Trotzdem wird mir hier getCellType() als deprecated markiert, auch getCellTypeEnum() (was gelöscht werden soll, wenn der Return-Type auf das Enum in der Methode getCellType geändert wurde).

Kann mir da jemand helfen? Oder soll ich die Meldung ignorieren und einfach mal abwarten was sich in den nächsten Wochen, Monaten tut?


----------



## Thallius (26. Okt 2016)

Also so wie ich die Doku verstehe

muss man in 3.x noch 

https://poi.apache.org/apidocs/org/apache/poi/ss/usermodel/Cell.html#getCellTypeEnum()

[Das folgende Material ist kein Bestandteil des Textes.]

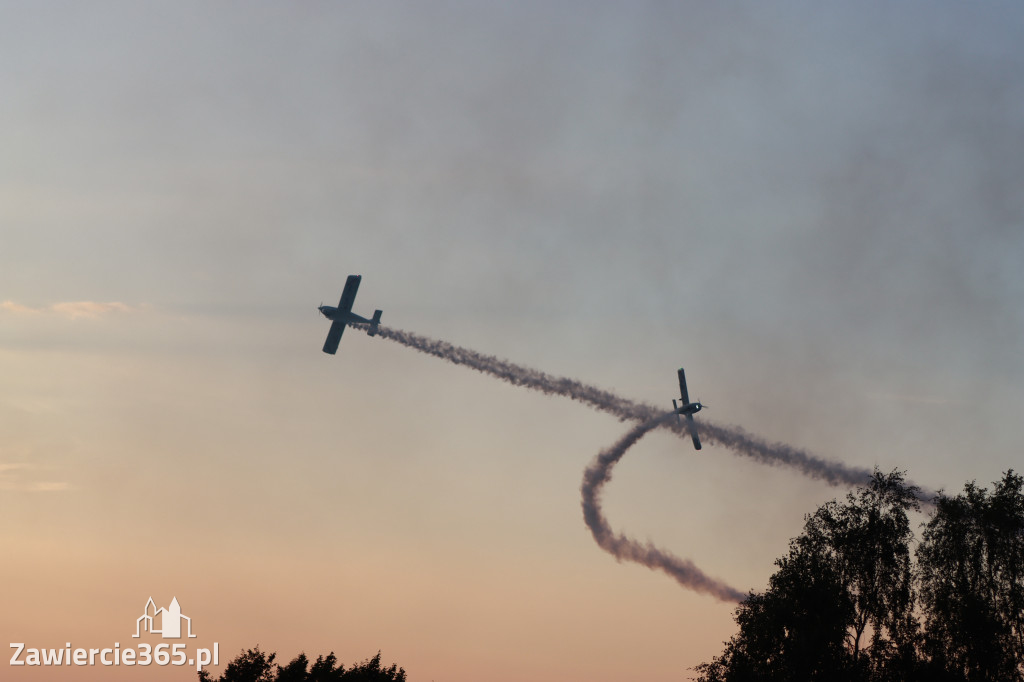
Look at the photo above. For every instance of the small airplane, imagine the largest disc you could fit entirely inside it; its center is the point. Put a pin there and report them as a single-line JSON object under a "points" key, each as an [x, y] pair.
{"points": [[343, 314], [688, 409]]}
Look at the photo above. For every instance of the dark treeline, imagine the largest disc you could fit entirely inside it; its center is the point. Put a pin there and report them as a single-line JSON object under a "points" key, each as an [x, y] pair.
{"points": [[256, 666], [851, 601]]}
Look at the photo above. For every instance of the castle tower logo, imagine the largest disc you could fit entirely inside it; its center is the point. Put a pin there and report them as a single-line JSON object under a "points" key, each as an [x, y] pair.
{"points": [[170, 621]]}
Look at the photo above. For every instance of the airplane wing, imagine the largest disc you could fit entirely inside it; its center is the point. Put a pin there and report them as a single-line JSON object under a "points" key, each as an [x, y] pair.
{"points": [[693, 430], [348, 295], [334, 335], [682, 386]]}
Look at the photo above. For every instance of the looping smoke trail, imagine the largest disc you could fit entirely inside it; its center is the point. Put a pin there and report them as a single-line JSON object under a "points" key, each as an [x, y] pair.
{"points": [[732, 437], [622, 547]]}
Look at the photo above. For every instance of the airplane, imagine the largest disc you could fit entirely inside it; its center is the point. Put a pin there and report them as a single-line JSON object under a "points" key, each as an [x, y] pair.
{"points": [[688, 409], [343, 314]]}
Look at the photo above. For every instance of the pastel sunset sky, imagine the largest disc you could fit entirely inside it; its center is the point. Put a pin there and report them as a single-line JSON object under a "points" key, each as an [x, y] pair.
{"points": [[815, 208]]}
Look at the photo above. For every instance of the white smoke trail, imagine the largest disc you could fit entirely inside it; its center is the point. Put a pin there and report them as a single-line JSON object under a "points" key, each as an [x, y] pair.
{"points": [[732, 437], [622, 547], [649, 417]]}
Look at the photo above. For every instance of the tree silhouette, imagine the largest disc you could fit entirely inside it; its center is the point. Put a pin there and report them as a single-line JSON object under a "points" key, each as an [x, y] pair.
{"points": [[255, 666], [971, 564], [840, 606]]}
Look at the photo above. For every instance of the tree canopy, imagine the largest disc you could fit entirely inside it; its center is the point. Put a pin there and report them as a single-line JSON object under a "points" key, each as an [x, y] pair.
{"points": [[849, 602], [256, 666]]}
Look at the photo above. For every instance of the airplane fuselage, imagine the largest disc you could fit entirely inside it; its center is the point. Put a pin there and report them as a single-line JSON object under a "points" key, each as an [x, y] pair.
{"points": [[329, 311], [689, 409], [342, 314]]}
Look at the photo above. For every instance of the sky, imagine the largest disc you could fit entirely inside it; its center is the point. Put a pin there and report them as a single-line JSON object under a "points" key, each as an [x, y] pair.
{"points": [[815, 208]]}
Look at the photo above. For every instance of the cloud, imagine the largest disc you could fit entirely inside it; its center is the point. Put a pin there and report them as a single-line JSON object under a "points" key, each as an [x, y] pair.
{"points": [[76, 309], [18, 309], [11, 479], [71, 309]]}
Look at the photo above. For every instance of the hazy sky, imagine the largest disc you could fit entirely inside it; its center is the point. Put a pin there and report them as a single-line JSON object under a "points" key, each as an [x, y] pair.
{"points": [[817, 209]]}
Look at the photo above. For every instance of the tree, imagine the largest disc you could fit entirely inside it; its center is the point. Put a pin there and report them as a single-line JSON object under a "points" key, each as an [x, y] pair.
{"points": [[971, 567], [254, 666], [841, 604]]}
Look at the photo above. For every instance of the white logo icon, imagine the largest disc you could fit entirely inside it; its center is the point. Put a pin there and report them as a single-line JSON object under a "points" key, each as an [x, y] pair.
{"points": [[170, 621]]}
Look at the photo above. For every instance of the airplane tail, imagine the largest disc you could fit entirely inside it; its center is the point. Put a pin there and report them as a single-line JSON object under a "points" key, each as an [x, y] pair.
{"points": [[375, 323]]}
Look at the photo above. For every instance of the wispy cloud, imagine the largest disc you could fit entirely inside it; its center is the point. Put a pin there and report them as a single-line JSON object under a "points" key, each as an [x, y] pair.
{"points": [[71, 309], [11, 478], [18, 309], [924, 399]]}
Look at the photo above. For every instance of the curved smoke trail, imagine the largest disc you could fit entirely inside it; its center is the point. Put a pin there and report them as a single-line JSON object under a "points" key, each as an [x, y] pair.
{"points": [[733, 437], [649, 417], [624, 548]]}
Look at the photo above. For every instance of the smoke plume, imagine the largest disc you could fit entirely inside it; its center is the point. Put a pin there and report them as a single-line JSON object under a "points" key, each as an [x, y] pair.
{"points": [[599, 472], [622, 547]]}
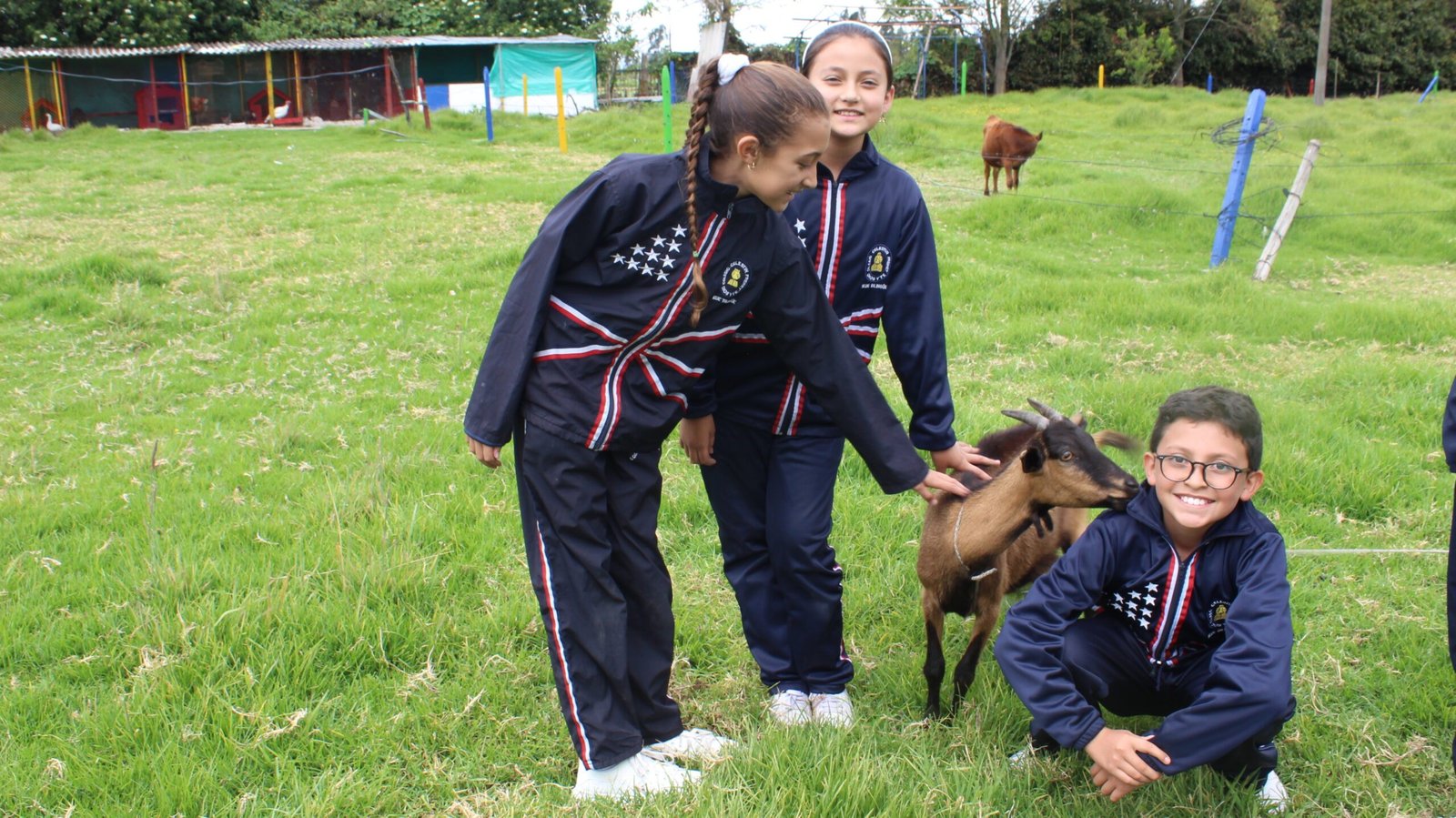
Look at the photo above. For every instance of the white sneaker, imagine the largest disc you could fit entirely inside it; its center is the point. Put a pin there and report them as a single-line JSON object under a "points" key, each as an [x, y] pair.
{"points": [[693, 745], [832, 709], [1274, 795], [640, 774], [791, 708]]}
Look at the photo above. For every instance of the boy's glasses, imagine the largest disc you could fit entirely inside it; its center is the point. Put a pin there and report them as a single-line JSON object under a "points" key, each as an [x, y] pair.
{"points": [[1215, 475]]}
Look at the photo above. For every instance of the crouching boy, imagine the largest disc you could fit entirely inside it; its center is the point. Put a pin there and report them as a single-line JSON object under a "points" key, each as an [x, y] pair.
{"points": [[1176, 607]]}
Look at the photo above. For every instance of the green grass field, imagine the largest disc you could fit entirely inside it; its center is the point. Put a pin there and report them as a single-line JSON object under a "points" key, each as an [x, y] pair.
{"points": [[249, 568]]}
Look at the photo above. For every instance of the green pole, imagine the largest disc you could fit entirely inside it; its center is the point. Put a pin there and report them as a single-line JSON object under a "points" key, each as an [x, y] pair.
{"points": [[667, 111]]}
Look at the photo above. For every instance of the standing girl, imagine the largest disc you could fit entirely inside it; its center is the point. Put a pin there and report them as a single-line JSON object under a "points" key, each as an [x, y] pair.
{"points": [[778, 451], [633, 283]]}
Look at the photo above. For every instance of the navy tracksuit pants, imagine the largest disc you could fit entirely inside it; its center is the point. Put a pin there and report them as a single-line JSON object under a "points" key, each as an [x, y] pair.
{"points": [[774, 497], [604, 594], [1110, 669]]}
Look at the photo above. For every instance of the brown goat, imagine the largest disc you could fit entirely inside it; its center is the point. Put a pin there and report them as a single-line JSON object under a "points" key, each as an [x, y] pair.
{"points": [[1005, 146], [1009, 530]]}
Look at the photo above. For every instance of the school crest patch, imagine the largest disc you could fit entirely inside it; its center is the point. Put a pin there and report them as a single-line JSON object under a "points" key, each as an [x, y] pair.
{"points": [[877, 265], [1218, 613], [735, 277]]}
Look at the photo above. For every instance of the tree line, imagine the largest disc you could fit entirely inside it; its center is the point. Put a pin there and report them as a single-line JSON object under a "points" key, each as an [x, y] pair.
{"points": [[1270, 44]]}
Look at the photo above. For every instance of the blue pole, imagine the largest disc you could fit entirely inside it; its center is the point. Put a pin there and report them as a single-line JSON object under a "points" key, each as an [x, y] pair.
{"points": [[490, 124], [1431, 87], [1242, 155]]}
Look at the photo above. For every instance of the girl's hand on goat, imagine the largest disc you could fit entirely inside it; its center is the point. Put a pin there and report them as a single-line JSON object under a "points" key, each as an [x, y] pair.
{"points": [[1116, 752], [696, 436], [963, 458], [488, 454], [938, 480]]}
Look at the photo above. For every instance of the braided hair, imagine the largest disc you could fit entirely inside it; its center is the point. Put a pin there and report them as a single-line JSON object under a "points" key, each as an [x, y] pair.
{"points": [[763, 99]]}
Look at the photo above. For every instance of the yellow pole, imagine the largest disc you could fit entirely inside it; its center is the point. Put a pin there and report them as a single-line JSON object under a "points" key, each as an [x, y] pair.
{"points": [[56, 94], [561, 112], [29, 92], [187, 94], [268, 72]]}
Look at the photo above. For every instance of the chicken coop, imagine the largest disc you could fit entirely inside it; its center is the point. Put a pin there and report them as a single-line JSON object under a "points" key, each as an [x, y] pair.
{"points": [[278, 83]]}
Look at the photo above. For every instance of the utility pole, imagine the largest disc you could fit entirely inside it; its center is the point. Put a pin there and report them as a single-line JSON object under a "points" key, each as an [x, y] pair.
{"points": [[1322, 60]]}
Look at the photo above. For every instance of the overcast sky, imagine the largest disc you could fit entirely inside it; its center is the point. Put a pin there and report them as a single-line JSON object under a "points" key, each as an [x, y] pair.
{"points": [[761, 22]]}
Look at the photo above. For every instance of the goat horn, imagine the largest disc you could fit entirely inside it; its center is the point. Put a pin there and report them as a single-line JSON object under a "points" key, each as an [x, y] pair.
{"points": [[1052, 414], [1026, 418]]}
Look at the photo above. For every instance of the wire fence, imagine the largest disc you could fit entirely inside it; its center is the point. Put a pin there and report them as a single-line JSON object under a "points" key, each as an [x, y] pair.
{"points": [[184, 90]]}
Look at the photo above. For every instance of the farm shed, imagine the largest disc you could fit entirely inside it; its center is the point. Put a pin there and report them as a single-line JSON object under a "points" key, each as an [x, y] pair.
{"points": [[281, 82]]}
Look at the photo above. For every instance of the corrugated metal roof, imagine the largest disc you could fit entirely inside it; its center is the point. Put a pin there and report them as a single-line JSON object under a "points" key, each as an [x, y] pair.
{"points": [[305, 44]]}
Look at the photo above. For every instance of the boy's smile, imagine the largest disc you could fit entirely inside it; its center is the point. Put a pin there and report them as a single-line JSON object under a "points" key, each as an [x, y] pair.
{"points": [[1191, 507]]}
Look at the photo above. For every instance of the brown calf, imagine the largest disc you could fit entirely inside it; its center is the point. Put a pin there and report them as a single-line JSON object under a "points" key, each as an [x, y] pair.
{"points": [[1011, 529], [1005, 146]]}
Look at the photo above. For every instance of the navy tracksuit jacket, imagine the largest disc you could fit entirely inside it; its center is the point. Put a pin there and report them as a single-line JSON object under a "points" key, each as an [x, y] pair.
{"points": [[1212, 635], [868, 235], [587, 367]]}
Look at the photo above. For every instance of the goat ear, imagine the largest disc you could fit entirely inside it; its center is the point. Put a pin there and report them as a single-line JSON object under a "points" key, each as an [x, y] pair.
{"points": [[1033, 459]]}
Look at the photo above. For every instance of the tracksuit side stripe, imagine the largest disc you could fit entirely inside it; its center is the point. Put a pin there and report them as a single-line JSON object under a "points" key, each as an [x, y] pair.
{"points": [[560, 652]]}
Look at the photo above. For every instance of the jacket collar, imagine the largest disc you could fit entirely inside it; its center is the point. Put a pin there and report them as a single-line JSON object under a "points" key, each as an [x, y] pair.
{"points": [[1147, 510], [859, 165], [711, 192]]}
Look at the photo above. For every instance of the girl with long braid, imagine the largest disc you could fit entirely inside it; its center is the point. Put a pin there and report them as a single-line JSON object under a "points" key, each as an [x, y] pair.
{"points": [[633, 283]]}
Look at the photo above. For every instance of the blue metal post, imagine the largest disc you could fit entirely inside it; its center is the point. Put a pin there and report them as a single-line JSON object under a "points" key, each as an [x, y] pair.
{"points": [[490, 124], [1242, 155], [1431, 87]]}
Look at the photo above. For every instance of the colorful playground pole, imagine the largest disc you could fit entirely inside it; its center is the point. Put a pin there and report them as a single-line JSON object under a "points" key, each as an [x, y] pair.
{"points": [[667, 112], [561, 112], [1431, 87], [187, 95], [267, 68], [490, 123], [1242, 155], [29, 94]]}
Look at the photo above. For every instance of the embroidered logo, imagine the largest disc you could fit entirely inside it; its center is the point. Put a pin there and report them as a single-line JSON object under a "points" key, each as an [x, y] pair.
{"points": [[733, 283], [877, 267]]}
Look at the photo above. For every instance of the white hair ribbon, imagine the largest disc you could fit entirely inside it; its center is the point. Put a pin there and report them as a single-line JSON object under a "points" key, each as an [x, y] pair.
{"points": [[728, 67]]}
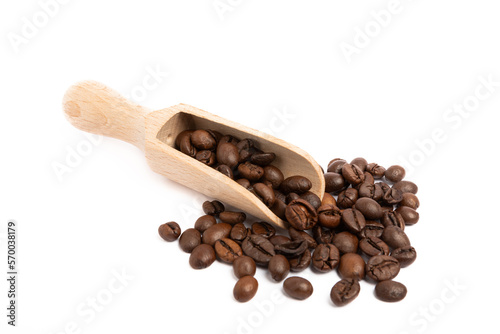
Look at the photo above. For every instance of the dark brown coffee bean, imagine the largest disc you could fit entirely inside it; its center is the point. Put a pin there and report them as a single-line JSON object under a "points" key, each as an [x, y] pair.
{"points": [[325, 257], [351, 265], [344, 291], [353, 174], [372, 246], [263, 229], [279, 268], [390, 291], [301, 215], [232, 217], [346, 242], [216, 232], [244, 266], [382, 267], [227, 250], [395, 173], [405, 256], [295, 184], [298, 287], [189, 240], [245, 289], [169, 231], [258, 248], [409, 215], [202, 256]]}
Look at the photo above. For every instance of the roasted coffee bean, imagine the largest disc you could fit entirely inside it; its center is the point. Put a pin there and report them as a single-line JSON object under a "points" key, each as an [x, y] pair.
{"points": [[382, 267], [232, 217], [258, 248], [213, 208], [329, 216], [406, 187], [325, 257], [189, 240], [226, 170], [351, 265], [405, 255], [395, 173], [393, 196], [274, 175], [244, 266], [393, 218], [372, 229], [395, 237], [265, 193], [250, 171], [292, 248], [344, 291], [245, 289], [263, 229], [347, 198], [295, 184], [203, 140], [346, 242], [202, 256], [301, 215], [262, 159], [375, 170], [227, 250], [278, 267], [298, 287], [169, 231], [353, 219], [300, 262], [334, 182], [372, 246], [409, 215], [390, 291], [216, 232], [353, 174]]}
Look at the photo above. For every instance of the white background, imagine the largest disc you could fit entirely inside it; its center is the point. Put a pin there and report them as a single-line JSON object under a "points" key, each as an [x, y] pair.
{"points": [[257, 60]]}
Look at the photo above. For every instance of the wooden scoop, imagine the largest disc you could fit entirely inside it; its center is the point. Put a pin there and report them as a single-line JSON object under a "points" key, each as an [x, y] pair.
{"points": [[93, 107]]}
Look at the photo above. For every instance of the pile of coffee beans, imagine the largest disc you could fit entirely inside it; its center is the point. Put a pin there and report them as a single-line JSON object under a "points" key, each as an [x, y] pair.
{"points": [[357, 229]]}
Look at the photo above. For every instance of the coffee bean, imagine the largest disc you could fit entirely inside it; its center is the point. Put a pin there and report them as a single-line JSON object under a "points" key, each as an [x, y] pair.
{"points": [[405, 255], [390, 291], [169, 231], [245, 289], [227, 250], [244, 266], [216, 232], [298, 287], [301, 215], [278, 267], [369, 208], [372, 246], [202, 256], [382, 267], [351, 265], [395, 173], [295, 184], [189, 240], [325, 257], [258, 248], [344, 291]]}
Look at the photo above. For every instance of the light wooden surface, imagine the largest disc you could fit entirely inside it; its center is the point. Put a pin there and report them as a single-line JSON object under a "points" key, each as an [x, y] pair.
{"points": [[93, 107]]}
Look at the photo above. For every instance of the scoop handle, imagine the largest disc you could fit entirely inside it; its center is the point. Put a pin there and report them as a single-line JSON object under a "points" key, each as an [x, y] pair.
{"points": [[93, 107]]}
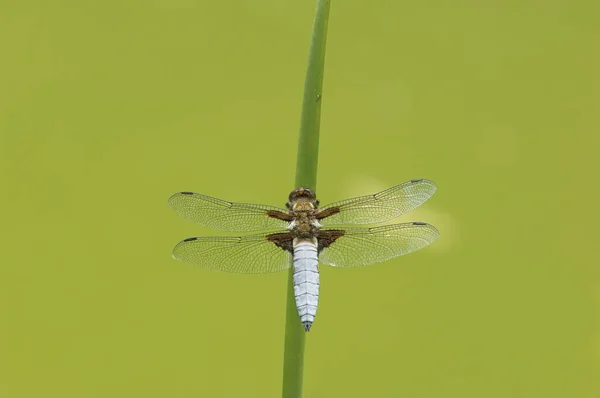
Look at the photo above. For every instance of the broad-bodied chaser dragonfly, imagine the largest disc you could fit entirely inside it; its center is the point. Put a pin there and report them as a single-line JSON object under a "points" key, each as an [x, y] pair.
{"points": [[304, 235]]}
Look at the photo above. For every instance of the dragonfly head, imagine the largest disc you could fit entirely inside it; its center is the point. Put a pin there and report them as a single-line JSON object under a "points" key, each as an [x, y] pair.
{"points": [[302, 199]]}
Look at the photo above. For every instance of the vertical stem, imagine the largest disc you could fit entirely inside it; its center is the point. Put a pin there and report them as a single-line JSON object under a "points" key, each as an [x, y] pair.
{"points": [[306, 176]]}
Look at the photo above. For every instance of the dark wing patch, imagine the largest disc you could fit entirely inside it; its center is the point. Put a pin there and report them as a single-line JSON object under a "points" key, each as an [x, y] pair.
{"points": [[253, 254], [227, 216], [364, 246]]}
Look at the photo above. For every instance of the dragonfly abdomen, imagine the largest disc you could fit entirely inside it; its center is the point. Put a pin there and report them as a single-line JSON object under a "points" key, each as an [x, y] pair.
{"points": [[306, 281]]}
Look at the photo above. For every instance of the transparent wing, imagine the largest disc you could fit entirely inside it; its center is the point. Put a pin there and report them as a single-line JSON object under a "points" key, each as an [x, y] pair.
{"points": [[228, 216], [379, 207], [253, 254], [365, 246]]}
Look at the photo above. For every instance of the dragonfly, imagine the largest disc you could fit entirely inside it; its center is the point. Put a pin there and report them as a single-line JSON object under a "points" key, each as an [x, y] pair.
{"points": [[304, 235]]}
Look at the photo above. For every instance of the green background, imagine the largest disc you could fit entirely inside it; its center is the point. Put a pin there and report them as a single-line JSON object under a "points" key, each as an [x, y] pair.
{"points": [[107, 108]]}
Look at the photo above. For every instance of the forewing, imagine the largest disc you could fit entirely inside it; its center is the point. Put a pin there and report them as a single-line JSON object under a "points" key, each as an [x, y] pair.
{"points": [[253, 254], [382, 206], [228, 216], [365, 246]]}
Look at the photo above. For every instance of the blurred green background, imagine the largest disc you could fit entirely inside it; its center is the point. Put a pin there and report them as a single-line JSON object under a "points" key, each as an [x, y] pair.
{"points": [[107, 108]]}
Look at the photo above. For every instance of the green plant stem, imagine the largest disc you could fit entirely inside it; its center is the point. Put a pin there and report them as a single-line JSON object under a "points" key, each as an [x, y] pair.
{"points": [[306, 176]]}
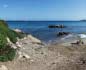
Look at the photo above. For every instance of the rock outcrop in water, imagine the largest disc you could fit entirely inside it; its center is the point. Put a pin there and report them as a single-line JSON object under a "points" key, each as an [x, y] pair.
{"points": [[57, 26], [62, 33]]}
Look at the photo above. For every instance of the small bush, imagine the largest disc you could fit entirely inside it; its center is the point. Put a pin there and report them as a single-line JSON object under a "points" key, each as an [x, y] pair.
{"points": [[8, 55]]}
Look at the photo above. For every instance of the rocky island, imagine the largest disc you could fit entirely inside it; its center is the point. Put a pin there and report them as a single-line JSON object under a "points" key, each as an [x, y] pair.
{"points": [[19, 51]]}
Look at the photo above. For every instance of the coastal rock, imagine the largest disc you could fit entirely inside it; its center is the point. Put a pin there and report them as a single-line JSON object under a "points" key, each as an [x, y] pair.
{"points": [[33, 39], [18, 30], [3, 67], [56, 26], [11, 44], [23, 55], [62, 33]]}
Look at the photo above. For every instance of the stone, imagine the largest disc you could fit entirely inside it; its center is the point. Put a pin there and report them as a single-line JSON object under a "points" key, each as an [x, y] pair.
{"points": [[3, 67], [17, 30], [33, 39]]}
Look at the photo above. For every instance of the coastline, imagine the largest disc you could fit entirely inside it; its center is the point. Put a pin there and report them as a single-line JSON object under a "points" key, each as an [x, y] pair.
{"points": [[33, 54]]}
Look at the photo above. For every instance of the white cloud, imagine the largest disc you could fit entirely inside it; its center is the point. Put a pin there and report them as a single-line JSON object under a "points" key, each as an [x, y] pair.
{"points": [[5, 6]]}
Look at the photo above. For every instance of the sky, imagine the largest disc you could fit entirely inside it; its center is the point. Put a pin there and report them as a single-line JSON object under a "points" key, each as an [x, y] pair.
{"points": [[42, 9]]}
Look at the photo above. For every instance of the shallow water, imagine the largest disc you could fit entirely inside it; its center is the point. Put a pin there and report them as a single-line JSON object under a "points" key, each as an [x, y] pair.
{"points": [[40, 29]]}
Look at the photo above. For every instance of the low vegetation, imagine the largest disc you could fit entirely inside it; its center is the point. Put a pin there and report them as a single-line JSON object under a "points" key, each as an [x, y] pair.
{"points": [[6, 52]]}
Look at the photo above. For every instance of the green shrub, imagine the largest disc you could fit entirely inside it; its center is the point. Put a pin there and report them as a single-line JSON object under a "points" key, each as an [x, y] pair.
{"points": [[8, 55]]}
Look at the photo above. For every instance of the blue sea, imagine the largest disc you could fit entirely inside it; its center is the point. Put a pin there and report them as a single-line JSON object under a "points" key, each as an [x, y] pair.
{"points": [[40, 29]]}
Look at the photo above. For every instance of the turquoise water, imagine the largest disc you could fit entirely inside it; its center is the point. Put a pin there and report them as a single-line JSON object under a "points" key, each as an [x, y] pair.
{"points": [[40, 28]]}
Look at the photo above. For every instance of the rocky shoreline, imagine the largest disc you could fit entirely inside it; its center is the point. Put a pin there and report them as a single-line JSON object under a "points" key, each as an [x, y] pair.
{"points": [[32, 54]]}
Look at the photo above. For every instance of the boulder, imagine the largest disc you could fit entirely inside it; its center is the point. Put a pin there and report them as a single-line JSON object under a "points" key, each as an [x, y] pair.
{"points": [[56, 26], [3, 67], [33, 39], [18, 30], [23, 55], [62, 33]]}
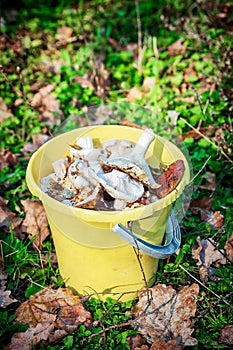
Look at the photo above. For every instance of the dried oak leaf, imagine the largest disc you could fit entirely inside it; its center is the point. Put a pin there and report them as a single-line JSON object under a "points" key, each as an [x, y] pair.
{"points": [[167, 315], [226, 335], [229, 248], [35, 222], [160, 344], [205, 253], [60, 307], [32, 336], [7, 158]]}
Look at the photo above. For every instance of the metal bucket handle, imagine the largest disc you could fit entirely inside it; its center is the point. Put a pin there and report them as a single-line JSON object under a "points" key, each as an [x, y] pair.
{"points": [[172, 239]]}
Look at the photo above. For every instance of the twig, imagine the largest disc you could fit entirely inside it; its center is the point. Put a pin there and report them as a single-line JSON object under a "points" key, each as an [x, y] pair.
{"points": [[202, 284], [207, 139]]}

verwenden. Erst in 4.0 wird das wieder returned auf getCellType()

Gruß

Claus


----------



## Kababär (26. Okt 2016)

Aso okay. Also haben die das quasi im Vorfeld schon als deprecated markiert, wobei es noch bis Version 4.2 zu verwenden ist. (?)

Danke dir für die schnelle Hilfe


----------



## mrBrown (26. Okt 2016)

Kababär hat gesagt.:


> Aso okay. Also haben die das quasi im Vorfeld schon als deprecated markiert, wobei es noch bis Version 4.2 zu verwenden ist. (?)


Frühzeitig als Deprecated zu makieren ist der übliche Weg 

Wenn man jetzt umsteigt gibts eine Warnung und Hinweis zur Umstellung und man hat bis zur 4.0 Zeit, seinen Code anzupassen. Wenn man direkt umstellen würde, würde der Build direkt failen.

In der alten Variante ist es nur noch bis 4.0 verwendbar, dann wird umgestellt auf den Enum. Bis 4.2 ist nur noch die zusätzliche Variante nutzbar, die mit 3.x den Enum bereitstellt.


----------